Version: v1.7.0

Use a knowledge graph for collection retrieval

Graph RAG builds a knowledge graph from entities and relationships in collection documents.
You can use Graph RAG to retrieve context across documents when standard retrieval returns isolated chunks.

Overview

Graph RAG uses two retrieval signals:

Standard hybrid search (vector + lexical).
Graph based traversal across connected entities.

Use Graph RAG when you need reasoning across documents:

Your answer depends on facts from multiple documents.
Your data has indirect relationships across projects, vendors, and customers.
Your collection is large and standard RAG misses connected context.

How Graph RAG works

Graph RAG runs in two phases.

Phase 1: Graph building

When you build a knowledge graph, Enterprise h2oGPTe:

Sends each document chunk to an LLM for entity extraction.
Merges entities and relationships into one graph.
Embeds entity descriptions for retrieval.
Stores the graph in object storage (MinIO/S3).

Phase 2: Graph augmented retrieval

When you query with Graph RAG, the system:

Runs standard hybrid search to retrieve top chunks.
Runs a graph query to find related entities.
Expands retrieval with chunks linked to those entities.
Adds graph analysis to the LLM context.
Generates a response from chunk context and graph context.

Build a knowledge graph

Prerequisites

You have a Collection with ingested documents.
Your deployment has at least one LLM for entity extraction.

Steps

Open the target Collection page.
Open the action menu (three-dot icon) next to Add Documents in the Documents section.
Click Build Knowledge Graph.
Select the LLM for entity extraction.
Start the build.

You can also build the graph from the Chat side panel. Open the action menu next to Add Documents in the Documents section of the side panel.

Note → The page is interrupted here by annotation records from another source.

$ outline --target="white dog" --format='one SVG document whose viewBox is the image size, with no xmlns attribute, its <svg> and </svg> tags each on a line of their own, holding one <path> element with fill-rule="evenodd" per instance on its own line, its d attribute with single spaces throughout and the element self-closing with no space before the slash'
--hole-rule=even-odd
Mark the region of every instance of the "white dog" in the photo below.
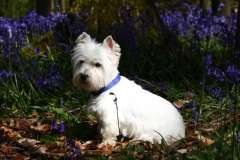
<svg viewBox="0 0 240 160">
<path fill-rule="evenodd" d="M 101 145 L 114 146 L 119 131 L 152 143 L 185 137 L 183 119 L 170 102 L 119 75 L 120 47 L 111 36 L 96 43 L 83 32 L 73 51 L 73 84 L 92 94 L 87 109 L 97 118 Z"/>
</svg>

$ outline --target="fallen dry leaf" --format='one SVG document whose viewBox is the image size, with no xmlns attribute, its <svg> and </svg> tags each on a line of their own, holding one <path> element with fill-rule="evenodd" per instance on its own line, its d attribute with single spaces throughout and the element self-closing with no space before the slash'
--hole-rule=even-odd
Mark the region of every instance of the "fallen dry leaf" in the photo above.
<svg viewBox="0 0 240 160">
<path fill-rule="evenodd" d="M 10 155 L 11 153 L 11 150 L 7 147 L 7 146 L 3 146 L 0 151 L 3 153 L 3 154 L 6 154 L 6 155 Z"/>
</svg>

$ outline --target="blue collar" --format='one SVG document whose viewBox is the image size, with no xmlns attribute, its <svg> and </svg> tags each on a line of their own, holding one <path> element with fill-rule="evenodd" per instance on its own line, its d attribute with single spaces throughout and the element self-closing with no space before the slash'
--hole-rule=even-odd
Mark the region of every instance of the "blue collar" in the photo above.
<svg viewBox="0 0 240 160">
<path fill-rule="evenodd" d="M 118 84 L 118 82 L 121 80 L 121 76 L 120 74 L 117 75 L 116 78 L 114 78 L 106 87 L 103 87 L 101 89 L 99 89 L 98 91 L 93 91 L 91 92 L 91 94 L 93 96 L 98 96 L 103 92 L 106 92 L 107 90 L 111 89 L 113 86 L 115 86 L 116 84 Z"/>
</svg>

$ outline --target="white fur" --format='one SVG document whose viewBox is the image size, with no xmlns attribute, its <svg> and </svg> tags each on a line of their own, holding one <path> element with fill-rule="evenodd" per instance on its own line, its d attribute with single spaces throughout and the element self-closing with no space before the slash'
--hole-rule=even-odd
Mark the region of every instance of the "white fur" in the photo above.
<svg viewBox="0 0 240 160">
<path fill-rule="evenodd" d="M 108 85 L 118 74 L 119 45 L 111 36 L 97 44 L 86 33 L 76 43 L 72 57 L 74 85 L 88 91 Z M 87 80 L 82 80 L 81 74 L 87 75 Z M 168 144 L 185 137 L 183 119 L 170 102 L 121 76 L 111 89 L 92 95 L 87 105 L 97 118 L 102 145 L 114 146 L 119 134 L 115 96 L 110 93 L 117 98 L 120 131 L 124 136 L 159 143 L 163 137 Z"/>
</svg>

If the action is not available

If you do not see Build Knowledge Graph in the action menu, verify your role permissions. Ensure that at least one extraction LLM is configured and available. Ask your administrator to enable Knowledge Graph for your deployment version.

Track progress in the notification tray:

Number of chunks processed.
Selected LLM.
Elapsed time.

tip

Entity extraction is the most time-consuming step. Build times increase linearly with the number of chunks. A collection with about 80 chunks typically takes 1-2 minutes.

Graph status

After the build, the Collection page and the Chat side panel show the graph status next to the Documents heading:

Graph Ready (green): The graph is built and current.
Graph Outdated (yellow): New documents were added after the last build.
Graph Building (blue): A build is in progress.
Graph Failed (red): The build failed.

Rebuild vs. Update

Update Knowledge Graph: Processes only new documents since the last build.
Rebuild Knowledge Graph: Rebuilds the graph from scratch.

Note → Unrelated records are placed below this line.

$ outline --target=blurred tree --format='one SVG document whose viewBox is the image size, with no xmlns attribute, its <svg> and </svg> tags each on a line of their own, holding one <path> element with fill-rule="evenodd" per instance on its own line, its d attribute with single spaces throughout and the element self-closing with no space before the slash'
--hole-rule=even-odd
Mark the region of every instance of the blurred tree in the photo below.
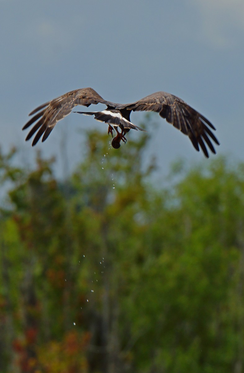
<svg viewBox="0 0 244 373">
<path fill-rule="evenodd" d="M 243 372 L 244 166 L 155 185 L 148 139 L 89 132 L 62 182 L 0 155 L 0 372 Z"/>
</svg>

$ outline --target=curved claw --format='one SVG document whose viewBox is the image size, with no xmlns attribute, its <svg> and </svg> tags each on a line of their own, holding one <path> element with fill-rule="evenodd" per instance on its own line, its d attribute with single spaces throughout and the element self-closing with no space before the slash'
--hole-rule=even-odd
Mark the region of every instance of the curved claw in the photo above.
<svg viewBox="0 0 244 373">
<path fill-rule="evenodd" d="M 126 132 L 122 130 L 122 131 L 121 133 L 120 133 L 117 128 L 115 127 L 115 129 L 117 132 L 117 136 L 113 139 L 112 142 L 111 143 L 111 145 L 113 146 L 113 148 L 114 148 L 115 149 L 118 149 L 120 146 L 120 141 L 122 141 L 124 142 L 125 144 L 127 141 L 127 139 L 126 138 L 124 135 Z"/>
</svg>

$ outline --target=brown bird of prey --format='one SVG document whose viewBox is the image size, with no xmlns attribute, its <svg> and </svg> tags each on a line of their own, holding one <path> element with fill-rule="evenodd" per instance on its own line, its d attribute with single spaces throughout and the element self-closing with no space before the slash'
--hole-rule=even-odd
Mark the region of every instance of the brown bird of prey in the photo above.
<svg viewBox="0 0 244 373">
<path fill-rule="evenodd" d="M 115 104 L 104 100 L 92 88 L 82 88 L 68 92 L 56 98 L 48 101 L 33 110 L 29 115 L 33 116 L 24 126 L 25 129 L 34 125 L 28 134 L 26 140 L 35 134 L 32 143 L 35 145 L 43 135 L 42 141 L 48 137 L 56 123 L 68 115 L 78 105 L 88 107 L 92 104 L 104 104 L 107 109 L 100 112 L 76 112 L 86 115 L 94 115 L 95 119 L 108 124 L 108 133 L 115 129 L 117 135 L 111 144 L 115 149 L 120 146 L 122 140 L 126 142 L 125 135 L 131 129 L 144 131 L 130 122 L 130 115 L 132 111 L 153 111 L 172 124 L 174 127 L 187 135 L 195 148 L 199 151 L 199 146 L 206 157 L 209 154 L 206 145 L 215 154 L 211 141 L 217 145 L 219 142 L 210 129 L 215 129 L 206 118 L 196 111 L 179 97 L 166 92 L 153 93 L 138 101 L 130 104 Z M 121 132 L 120 132 L 118 128 Z"/>
</svg>

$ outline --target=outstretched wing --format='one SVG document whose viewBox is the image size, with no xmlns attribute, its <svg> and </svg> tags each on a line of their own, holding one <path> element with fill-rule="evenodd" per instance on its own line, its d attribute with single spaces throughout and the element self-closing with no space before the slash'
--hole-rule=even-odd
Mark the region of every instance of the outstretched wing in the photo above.
<svg viewBox="0 0 244 373">
<path fill-rule="evenodd" d="M 218 145 L 219 145 L 210 129 L 215 129 L 212 123 L 181 98 L 170 93 L 156 92 L 136 102 L 118 105 L 116 109 L 126 109 L 131 112 L 145 111 L 159 113 L 161 116 L 187 135 L 198 151 L 200 145 L 207 158 L 209 155 L 206 144 L 212 153 L 216 153 L 210 139 Z"/>
<path fill-rule="evenodd" d="M 94 115 L 95 119 L 98 122 L 103 122 L 108 124 L 113 125 L 115 127 L 122 126 L 122 128 L 133 129 L 137 131 L 145 131 L 138 126 L 136 126 L 131 122 L 124 118 L 119 110 L 113 109 L 104 110 L 102 112 L 74 112 L 84 115 Z"/>
<path fill-rule="evenodd" d="M 98 103 L 110 107 L 114 107 L 116 104 L 106 101 L 92 88 L 88 88 L 71 91 L 41 105 L 30 113 L 29 115 L 35 115 L 22 129 L 25 129 L 35 123 L 28 134 L 26 140 L 29 140 L 38 131 L 32 142 L 32 146 L 36 144 L 43 134 L 42 141 L 44 141 L 57 122 L 68 115 L 75 106 L 82 105 L 88 107 L 91 104 L 96 104 Z"/>
</svg>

Use Update Knowledge Graph after you add documents.
Use Rebuild Knowledge Graph after you delete or heavily modify documents.

Query with Graph RAG

Prerequisites

The selected Collection has a completed knowledge graph.
You can open a chat session with that collection.

Steps

Open a Chat session with a Collection that has a built knowledge graph.
In the Chat settings, set Generation Approach to Graph RAG.
Ask your question.

Graph RAG only appears in the Generation Approach dropdown after a knowledge graph has been built for the collection. If you do not see it, build the graph first from the action menu on the Collection page or the Chat side panel.

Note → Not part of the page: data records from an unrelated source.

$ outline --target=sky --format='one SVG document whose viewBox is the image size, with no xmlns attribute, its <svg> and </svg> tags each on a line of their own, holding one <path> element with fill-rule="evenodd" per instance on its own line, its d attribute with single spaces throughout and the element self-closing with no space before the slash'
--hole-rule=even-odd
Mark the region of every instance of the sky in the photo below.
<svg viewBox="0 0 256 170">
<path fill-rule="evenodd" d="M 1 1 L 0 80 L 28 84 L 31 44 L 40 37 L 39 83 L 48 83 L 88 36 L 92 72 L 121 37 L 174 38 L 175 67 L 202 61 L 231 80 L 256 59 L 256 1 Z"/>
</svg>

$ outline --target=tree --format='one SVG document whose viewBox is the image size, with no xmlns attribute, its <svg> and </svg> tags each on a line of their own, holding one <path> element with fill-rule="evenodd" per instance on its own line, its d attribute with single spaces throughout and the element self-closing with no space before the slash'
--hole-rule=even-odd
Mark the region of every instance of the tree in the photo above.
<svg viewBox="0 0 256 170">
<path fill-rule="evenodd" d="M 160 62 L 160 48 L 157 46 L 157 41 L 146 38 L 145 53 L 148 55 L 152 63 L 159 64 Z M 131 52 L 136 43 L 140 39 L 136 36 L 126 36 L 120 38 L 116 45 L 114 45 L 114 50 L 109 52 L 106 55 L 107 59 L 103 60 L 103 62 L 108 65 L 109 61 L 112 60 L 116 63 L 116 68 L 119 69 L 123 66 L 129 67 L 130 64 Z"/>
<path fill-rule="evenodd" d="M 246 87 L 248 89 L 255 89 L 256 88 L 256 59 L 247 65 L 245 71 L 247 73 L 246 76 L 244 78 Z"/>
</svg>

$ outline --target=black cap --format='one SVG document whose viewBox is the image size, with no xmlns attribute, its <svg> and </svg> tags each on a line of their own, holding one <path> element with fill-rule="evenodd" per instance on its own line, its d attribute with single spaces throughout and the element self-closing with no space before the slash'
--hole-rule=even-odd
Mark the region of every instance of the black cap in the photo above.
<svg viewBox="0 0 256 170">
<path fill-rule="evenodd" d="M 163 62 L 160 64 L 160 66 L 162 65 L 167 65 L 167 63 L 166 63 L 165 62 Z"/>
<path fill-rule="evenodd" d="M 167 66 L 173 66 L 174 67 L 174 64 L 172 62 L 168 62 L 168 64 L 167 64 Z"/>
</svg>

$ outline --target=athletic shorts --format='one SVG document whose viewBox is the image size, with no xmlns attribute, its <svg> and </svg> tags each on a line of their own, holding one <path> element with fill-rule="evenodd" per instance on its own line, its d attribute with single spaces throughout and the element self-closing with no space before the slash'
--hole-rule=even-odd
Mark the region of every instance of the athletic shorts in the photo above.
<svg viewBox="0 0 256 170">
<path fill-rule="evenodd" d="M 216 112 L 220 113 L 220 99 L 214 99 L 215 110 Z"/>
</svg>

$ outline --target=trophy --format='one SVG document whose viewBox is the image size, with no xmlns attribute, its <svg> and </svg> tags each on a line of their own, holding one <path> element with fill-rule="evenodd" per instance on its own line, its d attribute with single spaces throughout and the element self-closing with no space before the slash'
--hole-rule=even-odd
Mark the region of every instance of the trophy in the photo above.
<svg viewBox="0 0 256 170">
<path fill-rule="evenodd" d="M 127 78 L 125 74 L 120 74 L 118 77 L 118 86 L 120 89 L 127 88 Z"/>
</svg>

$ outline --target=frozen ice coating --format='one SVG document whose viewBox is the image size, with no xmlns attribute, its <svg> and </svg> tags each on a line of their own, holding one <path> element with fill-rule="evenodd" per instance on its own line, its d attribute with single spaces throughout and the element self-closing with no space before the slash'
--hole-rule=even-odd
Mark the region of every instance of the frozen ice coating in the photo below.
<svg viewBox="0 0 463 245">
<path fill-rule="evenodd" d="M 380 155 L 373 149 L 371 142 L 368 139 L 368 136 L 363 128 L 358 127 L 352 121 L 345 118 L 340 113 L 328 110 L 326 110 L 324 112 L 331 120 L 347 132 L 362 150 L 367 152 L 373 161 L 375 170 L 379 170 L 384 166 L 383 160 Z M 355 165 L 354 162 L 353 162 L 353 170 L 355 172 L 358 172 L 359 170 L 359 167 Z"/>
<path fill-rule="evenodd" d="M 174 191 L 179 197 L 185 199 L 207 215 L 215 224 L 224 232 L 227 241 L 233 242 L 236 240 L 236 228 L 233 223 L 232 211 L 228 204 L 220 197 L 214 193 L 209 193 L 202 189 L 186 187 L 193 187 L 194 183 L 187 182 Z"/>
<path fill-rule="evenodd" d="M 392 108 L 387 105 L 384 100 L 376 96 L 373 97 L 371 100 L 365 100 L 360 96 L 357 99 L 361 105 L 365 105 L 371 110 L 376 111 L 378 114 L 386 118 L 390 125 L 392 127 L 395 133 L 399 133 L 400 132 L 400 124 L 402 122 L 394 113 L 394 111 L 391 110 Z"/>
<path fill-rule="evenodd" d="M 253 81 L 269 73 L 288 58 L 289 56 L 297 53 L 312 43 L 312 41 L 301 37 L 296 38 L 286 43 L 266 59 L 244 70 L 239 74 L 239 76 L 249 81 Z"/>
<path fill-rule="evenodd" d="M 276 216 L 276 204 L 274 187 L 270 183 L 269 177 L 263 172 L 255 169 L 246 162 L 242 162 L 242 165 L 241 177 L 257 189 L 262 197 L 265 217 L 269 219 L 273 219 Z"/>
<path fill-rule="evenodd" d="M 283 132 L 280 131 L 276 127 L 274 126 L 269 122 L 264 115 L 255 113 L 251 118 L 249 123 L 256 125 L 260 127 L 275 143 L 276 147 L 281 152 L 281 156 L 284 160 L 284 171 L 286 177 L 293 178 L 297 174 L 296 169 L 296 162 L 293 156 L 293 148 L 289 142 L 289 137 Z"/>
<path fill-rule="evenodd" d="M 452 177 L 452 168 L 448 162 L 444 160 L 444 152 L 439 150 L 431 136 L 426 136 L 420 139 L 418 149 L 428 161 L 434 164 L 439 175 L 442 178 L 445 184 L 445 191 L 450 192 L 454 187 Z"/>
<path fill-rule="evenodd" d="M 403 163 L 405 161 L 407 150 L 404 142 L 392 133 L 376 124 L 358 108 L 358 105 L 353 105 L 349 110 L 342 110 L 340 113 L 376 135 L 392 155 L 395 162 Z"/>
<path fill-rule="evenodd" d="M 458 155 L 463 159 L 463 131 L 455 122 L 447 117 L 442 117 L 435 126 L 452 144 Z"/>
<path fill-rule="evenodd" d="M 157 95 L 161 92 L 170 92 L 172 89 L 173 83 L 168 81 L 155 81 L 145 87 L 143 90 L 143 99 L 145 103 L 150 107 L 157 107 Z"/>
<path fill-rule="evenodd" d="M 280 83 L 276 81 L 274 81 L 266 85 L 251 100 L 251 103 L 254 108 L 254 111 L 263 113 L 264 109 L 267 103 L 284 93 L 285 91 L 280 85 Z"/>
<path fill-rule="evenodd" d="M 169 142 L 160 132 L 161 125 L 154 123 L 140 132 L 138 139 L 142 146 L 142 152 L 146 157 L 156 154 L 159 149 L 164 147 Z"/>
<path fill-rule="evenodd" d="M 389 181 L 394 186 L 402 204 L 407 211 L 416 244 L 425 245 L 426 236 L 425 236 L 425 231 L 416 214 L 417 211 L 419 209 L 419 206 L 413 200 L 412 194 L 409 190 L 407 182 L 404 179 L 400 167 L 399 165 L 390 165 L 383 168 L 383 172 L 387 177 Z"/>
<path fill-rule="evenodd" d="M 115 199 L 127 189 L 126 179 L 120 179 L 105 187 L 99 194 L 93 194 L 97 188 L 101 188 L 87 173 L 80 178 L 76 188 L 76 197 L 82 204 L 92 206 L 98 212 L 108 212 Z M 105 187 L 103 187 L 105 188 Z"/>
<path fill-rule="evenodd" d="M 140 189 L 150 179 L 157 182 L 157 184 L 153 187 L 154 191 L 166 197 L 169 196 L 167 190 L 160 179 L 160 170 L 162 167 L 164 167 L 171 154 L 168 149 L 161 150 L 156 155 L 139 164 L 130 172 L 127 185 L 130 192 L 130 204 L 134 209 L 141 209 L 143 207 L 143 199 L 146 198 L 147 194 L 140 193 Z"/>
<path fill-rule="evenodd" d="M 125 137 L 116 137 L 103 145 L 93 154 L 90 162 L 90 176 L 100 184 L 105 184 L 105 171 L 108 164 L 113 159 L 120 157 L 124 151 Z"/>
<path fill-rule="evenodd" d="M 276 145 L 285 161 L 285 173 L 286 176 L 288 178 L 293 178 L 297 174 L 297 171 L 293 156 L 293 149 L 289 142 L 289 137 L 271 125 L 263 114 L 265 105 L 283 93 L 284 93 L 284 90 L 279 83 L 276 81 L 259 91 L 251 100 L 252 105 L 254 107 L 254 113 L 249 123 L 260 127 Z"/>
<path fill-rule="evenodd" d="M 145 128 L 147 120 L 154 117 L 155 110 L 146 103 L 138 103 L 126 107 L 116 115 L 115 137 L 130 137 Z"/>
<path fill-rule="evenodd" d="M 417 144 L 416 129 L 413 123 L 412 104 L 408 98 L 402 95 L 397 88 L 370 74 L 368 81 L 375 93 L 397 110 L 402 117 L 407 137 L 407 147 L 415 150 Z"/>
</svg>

If a query returns No knowledge graph found for this collection, the graph may have been deleted or the status is not ready. Return to the collection and rebuild the graph.

Use Graph RAG for questions that require reasoning across documents:

"What is the connection between Project X and customer Y?"
"What incidents were caused by vendor Z?"
"How much revenue is at risk due to the firmware delay?"

For factual questions from one document, standard RAG usually performs similarly.

Admin configuration

Deployment settings

Administrators can configure Graph RAG with environment variables:

H2OGPTE_CORE_GRAPH_RAG_LLM (default: auto): Selects the extraction LLM. auto picks the lowest-cost non-reasoning model.
H2OGPTE_CORE_GRAPH_RAG_COST_CONTROLS (default: {"max_cost_per_million_tokens": 5, "model": null}): Sets automatic model limits and allowlists.
H2OGPTE_CORE_GRAPH_RAG_MAX_PARALLEL_INSERT (default: 40): Controls chunk parallelism during graph build.
H2OGPTE_CORE_GRAPH_RAG_LLM_MAX_ASYNC (default: 80): Sets the maximum number of concurrent LLM calls.
H2OGPTE_CORE_GRAPH_RAG_ENTITY_EXTRACT_MAX_GLEANING (default: 0): Adds extra extraction passes per chunk. 0 disables extra passes.
H2OGPTE_CORE_GRAPH_RAG_FORCE_LLM_SUMMARY_ON_MERGE (default: 999999): Controls when merge-time LLM summarization runs. Use a very high value to disable it.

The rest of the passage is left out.